The Bicycle Pump

The tires on my bicycle are looking and feeling a bit squishy, so I decided that it was time to increase their atmospheric pressure by application of generous thrusts upon a pumping device designed for the task.

I hadn’t actually needed a pump since I brought the bike, thanks to a mixture of laziness in using the bike, and luck when out on it – so off to the local bicycle emporium to make a purchase.

My last bike was stolen a few years ago, and at the time, the pump was the classic long thin tube with a short fabric covered bendy pipe that created the necessary symbiosis between bike and pump.

Fortunately, upon entering the bike shop I was able to swiftly spy my goal, but also spent a moment perusing the vastly posher looking pumps on offer. Do people really pay £20 for a bicycle pump I thought to myself? Do people really buy pumps with compressed air to save them the effort of manual labour I pondered.

Obviously they do, otherwise the shop wouldn’t stock them – but the concept confounded me a bit at the time.

Purchase made – and half an hour later I was back in the shop.

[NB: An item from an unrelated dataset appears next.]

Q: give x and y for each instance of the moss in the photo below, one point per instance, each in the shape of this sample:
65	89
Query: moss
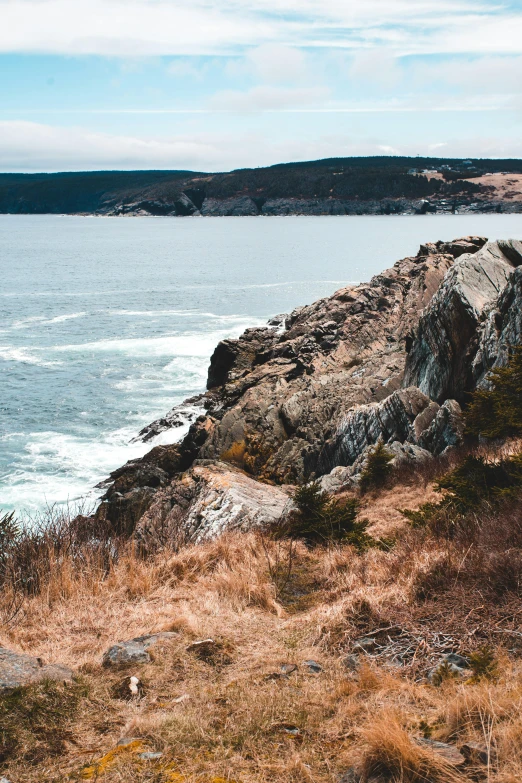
35	721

It seems the world has convulsed somewhat since I last owned a bike – and now there are different fittings for bike pumps.

The salesman explained that I could spend £20 on a gigantic pump unit which was very good at pumping tires, but looked rather difficult to store in a small cupboard – or I could spend a similar amount on one of those small posh pumps that I had been looking at in bemusement less than an hour ago.

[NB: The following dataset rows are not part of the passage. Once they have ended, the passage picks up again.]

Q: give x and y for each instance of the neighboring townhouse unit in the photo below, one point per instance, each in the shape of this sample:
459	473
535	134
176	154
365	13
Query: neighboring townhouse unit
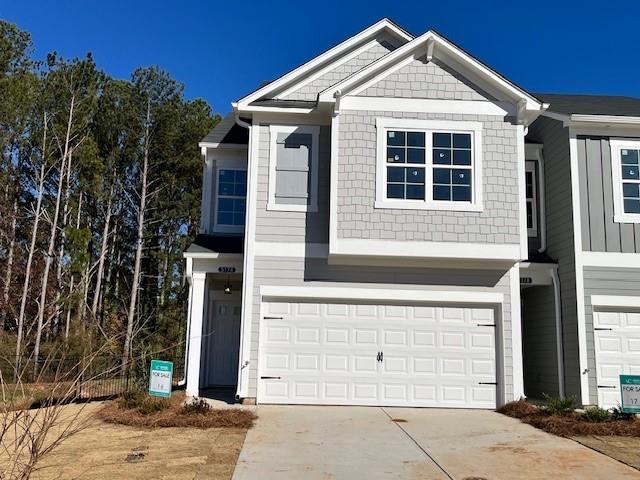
375	231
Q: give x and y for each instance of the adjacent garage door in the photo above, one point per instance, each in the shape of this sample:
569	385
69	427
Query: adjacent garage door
617	341
366	354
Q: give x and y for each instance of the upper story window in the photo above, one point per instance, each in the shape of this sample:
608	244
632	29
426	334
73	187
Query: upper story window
230	196
625	169
532	198
293	168
429	165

No – you cannot use a £4 plastic tube any more – you have to buy a posh brushed steel pump that is less comfortable to use and costs a comparative fortune for the task it is destined to perform.

On the upside, it does look rather manly in a geeky gadget sort of way.

Whether that justifies the extra cost and an industry which seems to have switched from a time honoured simplicity to over designed industrial complexity is dubious though.